Future Frontiers of Antitrust Enforcement
Looking ahead, Mantine anticipates that several emerging industries and business practices will become the next major focal points for state AG coalition enforcement.
- Artificial Intelligence (AI) and Algorithmic Pricing: As companies increasingly deploy AI-driven tools for pricing, market allocation, and competitive decision-making, state AGs are likely to scrutinize these technologies for potential facilitation of tacit collusion or other anticompetitive outcomes. The inherent opacity of algorithmic decision-making presents both a novel enforcement challenge and a politically appealing target for regulators.

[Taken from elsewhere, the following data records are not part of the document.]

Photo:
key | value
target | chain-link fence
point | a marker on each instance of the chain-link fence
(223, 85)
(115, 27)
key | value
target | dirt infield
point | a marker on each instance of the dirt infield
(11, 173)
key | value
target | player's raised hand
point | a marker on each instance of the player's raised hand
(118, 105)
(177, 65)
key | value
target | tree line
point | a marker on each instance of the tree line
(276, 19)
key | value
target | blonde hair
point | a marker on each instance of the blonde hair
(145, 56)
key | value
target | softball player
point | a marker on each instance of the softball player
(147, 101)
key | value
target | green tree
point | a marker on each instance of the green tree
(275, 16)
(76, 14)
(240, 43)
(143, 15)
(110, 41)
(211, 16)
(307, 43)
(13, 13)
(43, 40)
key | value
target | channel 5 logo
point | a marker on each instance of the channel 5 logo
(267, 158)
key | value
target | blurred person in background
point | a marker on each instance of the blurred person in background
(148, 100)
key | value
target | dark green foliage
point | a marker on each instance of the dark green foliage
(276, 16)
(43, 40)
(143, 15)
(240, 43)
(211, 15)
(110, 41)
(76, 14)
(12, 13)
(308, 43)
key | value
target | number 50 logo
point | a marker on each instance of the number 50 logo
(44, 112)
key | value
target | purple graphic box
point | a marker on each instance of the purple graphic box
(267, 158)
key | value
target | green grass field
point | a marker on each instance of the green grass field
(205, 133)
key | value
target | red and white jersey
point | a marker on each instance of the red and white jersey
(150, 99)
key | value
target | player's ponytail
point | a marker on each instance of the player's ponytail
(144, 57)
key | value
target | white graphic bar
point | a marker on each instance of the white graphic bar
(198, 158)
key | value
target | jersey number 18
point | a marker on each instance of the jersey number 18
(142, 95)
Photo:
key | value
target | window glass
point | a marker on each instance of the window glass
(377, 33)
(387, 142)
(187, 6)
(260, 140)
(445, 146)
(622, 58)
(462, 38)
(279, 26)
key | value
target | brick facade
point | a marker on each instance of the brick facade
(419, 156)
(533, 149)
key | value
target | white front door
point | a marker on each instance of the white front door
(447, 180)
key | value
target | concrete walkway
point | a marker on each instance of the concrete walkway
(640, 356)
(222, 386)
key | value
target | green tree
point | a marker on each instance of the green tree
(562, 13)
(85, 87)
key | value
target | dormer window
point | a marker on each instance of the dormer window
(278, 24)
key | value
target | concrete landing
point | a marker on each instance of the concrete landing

- Private Equity in Healthcare Consolidation: The role of private equity in consolidating the healthcare sector is drawing increasing attention. State AGs have already begun examining the competitive effects of these acquisitions, and this trend is expected to intensify as consolidation continues and its impact on pricing and quality of care becomes more apparent to consumers and policymakers.
- Labor Markets and Worker Mobility: Labor markets and worker mobility are emerging as significant areas of state AG antitrust focus. Several states have already enacted legislation to restrict non-compete agreements, and state AGs have initiated enforcement actions challenging no-poach agreements and other practices that suppress wages or limit job mobility for workers.
The growing assertiveness and expanding authority of state attorneys general represent a fundamental shift in the antitrust enforcement landscape. Companies must adapt their compliance strategies to this evolving reality, recognizing that federal oversight alone is no longer a sufficient shield against potential liability. A comprehensive, state-aware approach is now essential for navigating the complex and dynamic world of antitrust law.